From: ebiederm@xmission.com (Eric W. Biederman)
To: Pavel Emelyanov <xemul@parallels.com>
Cc: Sukadev Bhattiprolu <sukadev@linux.vnet.ibm.com>,
Daniel Lezcano <daniel.lezcano@free.fr>,
Serge Hallyn <serue@us.ibm.com>,
Linux Netdev List <netdev@vger.kernel.org>,
containers@lists.linux-foundation.org,
Netfilter Development Mailinglist
<netfilter-devel@vger.kernel.org>,
Ben Greear <greearb@candelatech.com>
Subject: Re: [RFC][PATCH] ns: Syscalls for better namespace sharing control.
Date: Fri, 05 Mar 2010 12:26:30 -0800 [thread overview]
Message-ID: <m1vdda1pmx.fsf@fess.ebiederm.org> (raw)
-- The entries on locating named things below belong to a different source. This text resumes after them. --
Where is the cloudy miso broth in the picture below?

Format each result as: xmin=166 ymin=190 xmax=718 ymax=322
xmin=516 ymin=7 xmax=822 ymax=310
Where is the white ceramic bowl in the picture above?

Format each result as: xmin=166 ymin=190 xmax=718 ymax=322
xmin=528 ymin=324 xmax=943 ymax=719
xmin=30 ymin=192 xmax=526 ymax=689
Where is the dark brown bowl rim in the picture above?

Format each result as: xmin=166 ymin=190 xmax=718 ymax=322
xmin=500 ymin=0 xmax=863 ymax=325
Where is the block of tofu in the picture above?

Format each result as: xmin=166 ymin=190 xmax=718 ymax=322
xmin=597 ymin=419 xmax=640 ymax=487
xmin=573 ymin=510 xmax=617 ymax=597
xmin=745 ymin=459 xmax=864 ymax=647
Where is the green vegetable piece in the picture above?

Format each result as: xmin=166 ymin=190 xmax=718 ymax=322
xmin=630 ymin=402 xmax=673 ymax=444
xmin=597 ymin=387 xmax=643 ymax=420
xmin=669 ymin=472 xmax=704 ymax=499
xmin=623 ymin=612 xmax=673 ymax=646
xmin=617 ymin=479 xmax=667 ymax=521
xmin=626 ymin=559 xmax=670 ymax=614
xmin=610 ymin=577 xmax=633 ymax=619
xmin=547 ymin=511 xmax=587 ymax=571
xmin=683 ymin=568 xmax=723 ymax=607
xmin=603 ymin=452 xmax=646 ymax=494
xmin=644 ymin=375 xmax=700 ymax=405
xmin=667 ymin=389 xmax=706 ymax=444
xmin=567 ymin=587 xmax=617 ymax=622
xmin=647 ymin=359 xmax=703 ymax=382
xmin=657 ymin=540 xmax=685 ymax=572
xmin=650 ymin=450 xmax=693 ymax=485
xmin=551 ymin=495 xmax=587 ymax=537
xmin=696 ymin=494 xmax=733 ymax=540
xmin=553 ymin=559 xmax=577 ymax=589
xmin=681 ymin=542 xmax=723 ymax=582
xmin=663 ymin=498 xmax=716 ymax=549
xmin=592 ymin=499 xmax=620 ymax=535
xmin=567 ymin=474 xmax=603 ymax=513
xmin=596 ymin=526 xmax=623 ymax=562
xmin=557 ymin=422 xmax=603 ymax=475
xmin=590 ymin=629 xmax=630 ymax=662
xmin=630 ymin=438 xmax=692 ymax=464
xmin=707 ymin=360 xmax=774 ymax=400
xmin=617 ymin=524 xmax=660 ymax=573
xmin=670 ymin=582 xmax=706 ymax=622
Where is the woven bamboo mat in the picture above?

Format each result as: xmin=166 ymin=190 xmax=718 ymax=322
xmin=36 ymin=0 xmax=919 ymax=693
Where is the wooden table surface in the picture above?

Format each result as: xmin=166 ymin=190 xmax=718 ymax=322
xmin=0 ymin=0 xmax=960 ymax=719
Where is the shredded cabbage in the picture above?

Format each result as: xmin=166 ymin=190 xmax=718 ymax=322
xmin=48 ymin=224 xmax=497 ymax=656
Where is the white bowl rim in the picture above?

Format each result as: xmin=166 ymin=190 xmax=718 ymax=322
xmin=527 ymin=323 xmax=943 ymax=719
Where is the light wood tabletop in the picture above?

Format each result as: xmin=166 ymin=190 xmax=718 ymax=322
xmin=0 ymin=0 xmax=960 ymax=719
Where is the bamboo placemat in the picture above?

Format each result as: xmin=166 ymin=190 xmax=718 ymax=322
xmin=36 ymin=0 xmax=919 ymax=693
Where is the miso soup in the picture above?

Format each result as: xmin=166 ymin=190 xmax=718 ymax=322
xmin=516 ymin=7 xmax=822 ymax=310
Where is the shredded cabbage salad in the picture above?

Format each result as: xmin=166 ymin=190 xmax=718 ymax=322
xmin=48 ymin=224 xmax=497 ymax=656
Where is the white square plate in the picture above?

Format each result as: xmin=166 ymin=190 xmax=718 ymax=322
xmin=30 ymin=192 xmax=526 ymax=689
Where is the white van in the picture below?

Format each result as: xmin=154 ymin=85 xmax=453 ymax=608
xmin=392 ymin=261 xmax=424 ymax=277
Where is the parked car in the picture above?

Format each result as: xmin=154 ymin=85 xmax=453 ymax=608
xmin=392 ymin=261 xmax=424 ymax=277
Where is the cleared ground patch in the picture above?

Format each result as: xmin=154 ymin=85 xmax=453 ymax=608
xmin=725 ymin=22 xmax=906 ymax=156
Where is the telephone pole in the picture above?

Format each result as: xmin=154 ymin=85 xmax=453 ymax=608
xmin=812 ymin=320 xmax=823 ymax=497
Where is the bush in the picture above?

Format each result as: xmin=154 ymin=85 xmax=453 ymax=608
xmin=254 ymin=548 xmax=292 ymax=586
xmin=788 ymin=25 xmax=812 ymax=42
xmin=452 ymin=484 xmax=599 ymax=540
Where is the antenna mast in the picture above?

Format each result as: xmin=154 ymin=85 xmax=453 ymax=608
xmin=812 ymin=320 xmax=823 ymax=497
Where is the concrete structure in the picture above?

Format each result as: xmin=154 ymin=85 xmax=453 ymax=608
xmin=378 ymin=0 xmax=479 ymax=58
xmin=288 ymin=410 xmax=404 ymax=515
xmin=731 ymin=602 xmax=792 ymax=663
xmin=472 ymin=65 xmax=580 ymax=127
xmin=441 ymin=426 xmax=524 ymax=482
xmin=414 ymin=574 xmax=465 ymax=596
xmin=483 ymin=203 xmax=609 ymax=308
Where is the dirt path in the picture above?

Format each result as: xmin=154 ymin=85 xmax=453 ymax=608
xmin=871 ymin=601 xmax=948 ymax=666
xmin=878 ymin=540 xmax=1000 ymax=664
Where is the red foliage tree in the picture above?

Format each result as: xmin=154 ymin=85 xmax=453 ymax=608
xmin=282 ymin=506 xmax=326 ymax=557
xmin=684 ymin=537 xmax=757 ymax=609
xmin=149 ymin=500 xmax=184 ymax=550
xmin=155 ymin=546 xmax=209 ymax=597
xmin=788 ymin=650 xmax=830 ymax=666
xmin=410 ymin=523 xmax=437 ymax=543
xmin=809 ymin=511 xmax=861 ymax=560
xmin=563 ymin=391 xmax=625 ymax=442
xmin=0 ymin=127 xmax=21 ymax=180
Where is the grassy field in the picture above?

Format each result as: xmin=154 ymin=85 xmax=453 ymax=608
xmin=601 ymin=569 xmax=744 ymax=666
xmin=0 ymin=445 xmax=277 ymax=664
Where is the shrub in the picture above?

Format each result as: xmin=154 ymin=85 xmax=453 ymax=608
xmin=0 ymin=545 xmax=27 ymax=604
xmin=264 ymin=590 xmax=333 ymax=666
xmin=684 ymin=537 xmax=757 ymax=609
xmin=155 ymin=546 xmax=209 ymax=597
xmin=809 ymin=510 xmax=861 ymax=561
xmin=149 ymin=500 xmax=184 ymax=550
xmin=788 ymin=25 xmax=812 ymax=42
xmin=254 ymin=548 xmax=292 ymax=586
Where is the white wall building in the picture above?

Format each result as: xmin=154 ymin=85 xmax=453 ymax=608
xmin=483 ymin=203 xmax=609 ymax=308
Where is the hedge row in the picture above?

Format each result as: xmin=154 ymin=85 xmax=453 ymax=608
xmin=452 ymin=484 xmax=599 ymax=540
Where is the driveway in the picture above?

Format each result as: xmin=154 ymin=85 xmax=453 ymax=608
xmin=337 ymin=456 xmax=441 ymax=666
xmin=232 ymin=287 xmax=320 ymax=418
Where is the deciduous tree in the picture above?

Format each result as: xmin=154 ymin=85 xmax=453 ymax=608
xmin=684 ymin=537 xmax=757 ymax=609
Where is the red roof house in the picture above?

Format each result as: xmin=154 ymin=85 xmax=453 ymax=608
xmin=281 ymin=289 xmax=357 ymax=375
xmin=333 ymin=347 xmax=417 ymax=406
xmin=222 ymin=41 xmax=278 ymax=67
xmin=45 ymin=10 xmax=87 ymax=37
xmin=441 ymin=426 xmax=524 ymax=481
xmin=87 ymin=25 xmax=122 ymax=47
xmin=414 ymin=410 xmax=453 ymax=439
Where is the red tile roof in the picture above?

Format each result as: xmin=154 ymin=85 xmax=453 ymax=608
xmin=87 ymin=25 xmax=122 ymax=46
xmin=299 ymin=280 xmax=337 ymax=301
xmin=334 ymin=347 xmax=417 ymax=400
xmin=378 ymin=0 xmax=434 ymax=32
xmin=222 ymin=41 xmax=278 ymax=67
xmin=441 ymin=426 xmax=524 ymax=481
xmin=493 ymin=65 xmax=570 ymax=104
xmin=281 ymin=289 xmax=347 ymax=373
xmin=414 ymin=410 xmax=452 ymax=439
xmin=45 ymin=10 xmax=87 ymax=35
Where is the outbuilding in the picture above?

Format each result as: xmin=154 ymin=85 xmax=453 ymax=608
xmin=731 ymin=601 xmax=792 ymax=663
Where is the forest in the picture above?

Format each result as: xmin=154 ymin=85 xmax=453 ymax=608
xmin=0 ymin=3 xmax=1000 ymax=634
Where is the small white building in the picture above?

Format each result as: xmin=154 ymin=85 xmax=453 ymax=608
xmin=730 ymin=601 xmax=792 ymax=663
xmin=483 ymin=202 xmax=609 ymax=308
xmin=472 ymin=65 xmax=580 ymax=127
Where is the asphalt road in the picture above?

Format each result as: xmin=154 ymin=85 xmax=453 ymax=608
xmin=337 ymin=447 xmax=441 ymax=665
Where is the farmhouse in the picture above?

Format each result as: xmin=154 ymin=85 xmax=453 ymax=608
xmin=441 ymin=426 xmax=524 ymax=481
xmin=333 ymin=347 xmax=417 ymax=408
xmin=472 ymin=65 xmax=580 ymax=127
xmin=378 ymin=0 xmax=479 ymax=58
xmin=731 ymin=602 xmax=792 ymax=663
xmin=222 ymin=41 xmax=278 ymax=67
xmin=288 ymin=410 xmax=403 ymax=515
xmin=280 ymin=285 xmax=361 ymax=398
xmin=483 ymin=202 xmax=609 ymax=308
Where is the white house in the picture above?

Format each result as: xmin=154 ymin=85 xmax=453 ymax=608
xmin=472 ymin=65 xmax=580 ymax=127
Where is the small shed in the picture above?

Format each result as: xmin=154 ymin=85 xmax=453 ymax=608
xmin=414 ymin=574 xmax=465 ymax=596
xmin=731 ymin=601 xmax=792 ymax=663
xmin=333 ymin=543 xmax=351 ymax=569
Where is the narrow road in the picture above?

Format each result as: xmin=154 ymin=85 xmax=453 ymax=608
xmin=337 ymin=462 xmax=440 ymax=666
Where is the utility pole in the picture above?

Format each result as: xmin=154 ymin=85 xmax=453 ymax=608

In-Reply-To: <4B9158F5.5040205@parallels.com> (Pavel Emelyanov's message of "Fri\, 05 Mar 2010 22\:18\:13 +0300")
Pavel Emelyanov <xemul@parallels.com> writes:
>> 2 parallel enters? I meant you have pid 0 in the entered pid namespace.
>> You have pid 0 because your pid simply does not map.
>
> Oh, I see.
>
>> There is nothing that makes to parallel enters impossible in that.
>> Even today we have one thread per cpu that has task->pid == &init_struct_pid
>> which is pid 0.
>
> How about the forked processes then? Who will be their parent?
The normal rules of parentage apply. So the child will see simply
see it's parent as ppid == 0. If that child daemonizes it will become
a child of the pid namespaces init.
This is a lot like something that gets started from call_usermodehelper. It's
parent process is not a descendant of init either.
The implementation of the join is to simply change current->nsproxy->pid_ns.
Then to use it you simply fork to get a child in the target pid namespace.
>> For the case of unshare where we are designed to be used with PAM I don't
>> think my proposed semantics work. For a join needed an extra fork before
>> you are really in the pid namespace should be minor.
>
> Hm... One more proposal - can we adopt the planned new fork_with_pids system
> call to fork the process right into a new pid namespace?
In a lot of ways I like this idea of sys_hijack/sys_cloneat, and I
don't think anything I am doing fundamentally undermines it. The use
case of doing things in fork is that there is automatic inheritance of
everything. All of the namespaces and all of the control groups, and
possibly also the parent process. It does have the high cost that the
process we are copying from must be stopped because there are no locks
that let us take everything. I haven't looked at the recent proposals
to see if anyone has solved that problem cleanly.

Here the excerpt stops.